BOOL WINAPI CopyFile(
  _In_  LPCTSTR lpExistingFileName,
  _In_  LPCTSTR lpNewFileName,
  _In_  BOOL bFailIfExists
);

Symbolic link behavior—If the source file is a symbolic link,
the actual file copied is the target of the symbolic link.

If the destination file already exists and is a symbolic link,
the target of the symbolic link is overwritten by the source file.

---

Symbolic Links
A symbolic link is a file-system object that points to another file
system object. The object being pointed to is called the target.

===

  So, as shown when r-clicking my .lnk DSN w/explorer/Properties/Shortcut/Target:

C:\Windows\System32\cmd.exe /k "c: & cd \xxx & c:\xxx\NOTIFY.BAT -1 c:\xxx\ & EXIT"

what is the the "target of the symbolic link" ? cmd.exe? The .BAT? Nothing?

  In my MASM testing, when the target doesn't exist, the actual .lnk
file is copied. It's also copied even IF the target exists (ie: from a
previous run). Both the old source and the new/replaced target show
the Shortcut info as I expect, and are the same.
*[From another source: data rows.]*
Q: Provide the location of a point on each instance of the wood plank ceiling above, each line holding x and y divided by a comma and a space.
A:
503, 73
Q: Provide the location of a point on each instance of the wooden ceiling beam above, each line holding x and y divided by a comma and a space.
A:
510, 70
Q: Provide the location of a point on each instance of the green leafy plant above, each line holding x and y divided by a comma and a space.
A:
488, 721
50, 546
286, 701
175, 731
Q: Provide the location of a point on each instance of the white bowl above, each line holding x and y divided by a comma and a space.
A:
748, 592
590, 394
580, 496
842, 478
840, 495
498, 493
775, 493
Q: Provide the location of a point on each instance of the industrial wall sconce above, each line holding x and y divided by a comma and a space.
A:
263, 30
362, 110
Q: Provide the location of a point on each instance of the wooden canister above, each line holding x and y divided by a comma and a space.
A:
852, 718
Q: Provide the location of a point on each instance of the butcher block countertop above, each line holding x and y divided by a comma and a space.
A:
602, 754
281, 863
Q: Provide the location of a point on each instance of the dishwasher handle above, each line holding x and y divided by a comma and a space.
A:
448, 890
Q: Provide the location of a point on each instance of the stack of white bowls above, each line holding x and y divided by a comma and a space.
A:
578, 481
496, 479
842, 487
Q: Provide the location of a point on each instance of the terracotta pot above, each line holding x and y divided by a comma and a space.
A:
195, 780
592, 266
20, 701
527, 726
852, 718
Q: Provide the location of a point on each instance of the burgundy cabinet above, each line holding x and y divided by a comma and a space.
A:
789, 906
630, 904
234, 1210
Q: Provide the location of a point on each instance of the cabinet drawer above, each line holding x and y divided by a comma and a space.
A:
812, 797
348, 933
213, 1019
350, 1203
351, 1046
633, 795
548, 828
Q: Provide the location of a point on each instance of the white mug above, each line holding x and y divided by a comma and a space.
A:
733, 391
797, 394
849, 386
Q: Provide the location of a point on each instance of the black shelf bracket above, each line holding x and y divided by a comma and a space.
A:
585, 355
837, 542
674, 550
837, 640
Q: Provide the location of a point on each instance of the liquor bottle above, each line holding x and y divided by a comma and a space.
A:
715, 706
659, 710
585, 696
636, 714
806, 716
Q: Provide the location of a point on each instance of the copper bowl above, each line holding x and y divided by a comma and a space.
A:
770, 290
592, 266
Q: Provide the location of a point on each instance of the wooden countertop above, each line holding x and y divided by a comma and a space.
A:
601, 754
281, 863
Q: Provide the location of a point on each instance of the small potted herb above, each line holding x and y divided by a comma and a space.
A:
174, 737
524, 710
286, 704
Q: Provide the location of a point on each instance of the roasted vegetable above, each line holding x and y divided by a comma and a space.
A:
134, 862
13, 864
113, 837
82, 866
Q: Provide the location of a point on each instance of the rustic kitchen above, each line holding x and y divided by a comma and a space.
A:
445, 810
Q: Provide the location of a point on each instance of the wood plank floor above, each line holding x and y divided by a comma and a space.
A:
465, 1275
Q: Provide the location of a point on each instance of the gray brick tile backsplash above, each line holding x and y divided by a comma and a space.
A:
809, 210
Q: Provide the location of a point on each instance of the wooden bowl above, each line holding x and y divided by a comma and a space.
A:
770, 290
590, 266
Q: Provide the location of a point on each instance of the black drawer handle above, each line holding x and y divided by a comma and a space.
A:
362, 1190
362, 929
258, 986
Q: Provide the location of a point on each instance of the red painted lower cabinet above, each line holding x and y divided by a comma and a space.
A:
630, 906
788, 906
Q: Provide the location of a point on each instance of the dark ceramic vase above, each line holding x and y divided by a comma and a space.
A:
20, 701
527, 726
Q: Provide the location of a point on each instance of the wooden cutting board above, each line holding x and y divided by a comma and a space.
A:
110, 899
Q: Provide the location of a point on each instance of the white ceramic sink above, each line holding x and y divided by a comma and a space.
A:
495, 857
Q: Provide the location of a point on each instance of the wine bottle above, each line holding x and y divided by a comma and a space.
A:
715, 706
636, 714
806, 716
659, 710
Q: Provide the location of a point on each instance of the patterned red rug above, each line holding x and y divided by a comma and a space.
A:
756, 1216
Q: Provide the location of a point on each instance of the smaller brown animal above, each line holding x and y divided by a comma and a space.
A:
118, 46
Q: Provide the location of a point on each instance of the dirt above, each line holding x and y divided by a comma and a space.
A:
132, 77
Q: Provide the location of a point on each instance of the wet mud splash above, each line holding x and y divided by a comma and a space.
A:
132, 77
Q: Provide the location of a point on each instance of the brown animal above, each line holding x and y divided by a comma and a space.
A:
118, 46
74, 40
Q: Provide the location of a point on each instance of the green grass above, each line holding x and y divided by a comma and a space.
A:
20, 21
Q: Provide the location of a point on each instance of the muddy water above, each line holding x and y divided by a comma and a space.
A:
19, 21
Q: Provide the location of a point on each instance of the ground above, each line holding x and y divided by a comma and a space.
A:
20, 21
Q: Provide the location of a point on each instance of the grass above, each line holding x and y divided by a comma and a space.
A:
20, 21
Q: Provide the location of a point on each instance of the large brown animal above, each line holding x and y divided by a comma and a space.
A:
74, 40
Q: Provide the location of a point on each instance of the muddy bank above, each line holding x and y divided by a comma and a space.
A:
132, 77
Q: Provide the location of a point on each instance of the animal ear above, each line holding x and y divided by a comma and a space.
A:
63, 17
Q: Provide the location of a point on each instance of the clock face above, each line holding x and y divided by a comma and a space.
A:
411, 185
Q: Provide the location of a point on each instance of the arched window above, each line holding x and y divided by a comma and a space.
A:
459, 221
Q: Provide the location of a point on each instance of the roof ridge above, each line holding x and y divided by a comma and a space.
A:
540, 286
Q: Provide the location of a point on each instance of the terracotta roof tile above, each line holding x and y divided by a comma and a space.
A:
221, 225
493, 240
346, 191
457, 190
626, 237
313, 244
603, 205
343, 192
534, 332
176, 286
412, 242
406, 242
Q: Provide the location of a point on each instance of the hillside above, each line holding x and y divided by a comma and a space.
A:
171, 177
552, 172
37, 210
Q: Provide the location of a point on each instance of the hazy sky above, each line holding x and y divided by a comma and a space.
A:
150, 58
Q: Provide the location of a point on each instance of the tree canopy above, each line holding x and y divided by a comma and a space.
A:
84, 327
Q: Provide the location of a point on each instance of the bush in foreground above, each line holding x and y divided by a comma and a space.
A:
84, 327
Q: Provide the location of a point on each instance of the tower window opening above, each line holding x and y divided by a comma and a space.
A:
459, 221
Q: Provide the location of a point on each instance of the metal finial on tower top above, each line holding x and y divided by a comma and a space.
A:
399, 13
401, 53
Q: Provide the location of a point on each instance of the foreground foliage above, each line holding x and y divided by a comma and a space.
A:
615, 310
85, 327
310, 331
  I actually want that (for incremental backup w/DSNTODAY w/clones),
but wonder if it may NOT in a future OS. What am I missing here? Thankx...

sinsi

Pretty sure that a symbolic link (junction, reparse point) isn't the same as a shortcut (.lnk)

dedndave

sinsi is right, of course - a symbolic link is nothing like a shortcut
i almost never use them, so i forget most of the details - lol

but, if you remember DOS Append, and a couple other commands,
you could make "alias" path names for real paths
for example, i could make F:\data look like the drive R: (when there is no physical R: drive)
that's an example of a  symbolic link

a .LNK shortcut is a small file that holds information about a real file, including it's physcial path
when you clink on the shortcut, the OS finds the real file and opens it, as though you had clicked on it
many desktop icons are shortcuts
i sometimes create them for testing, as you can start a program minimized, maximized, etc


MtheK

  I ended up using INVOKE CopyFileEx with COPY_FILE_COPY_SYMLINK.
  Running a 'dir /aL /s \' from the root shows them all on a drive.
  And all this now FINALLY solves/identifies the ERROR_ACCESS_DENIEDs
I get after an INVOKE FindFirstFileA/FindNextFile, most all in \Users.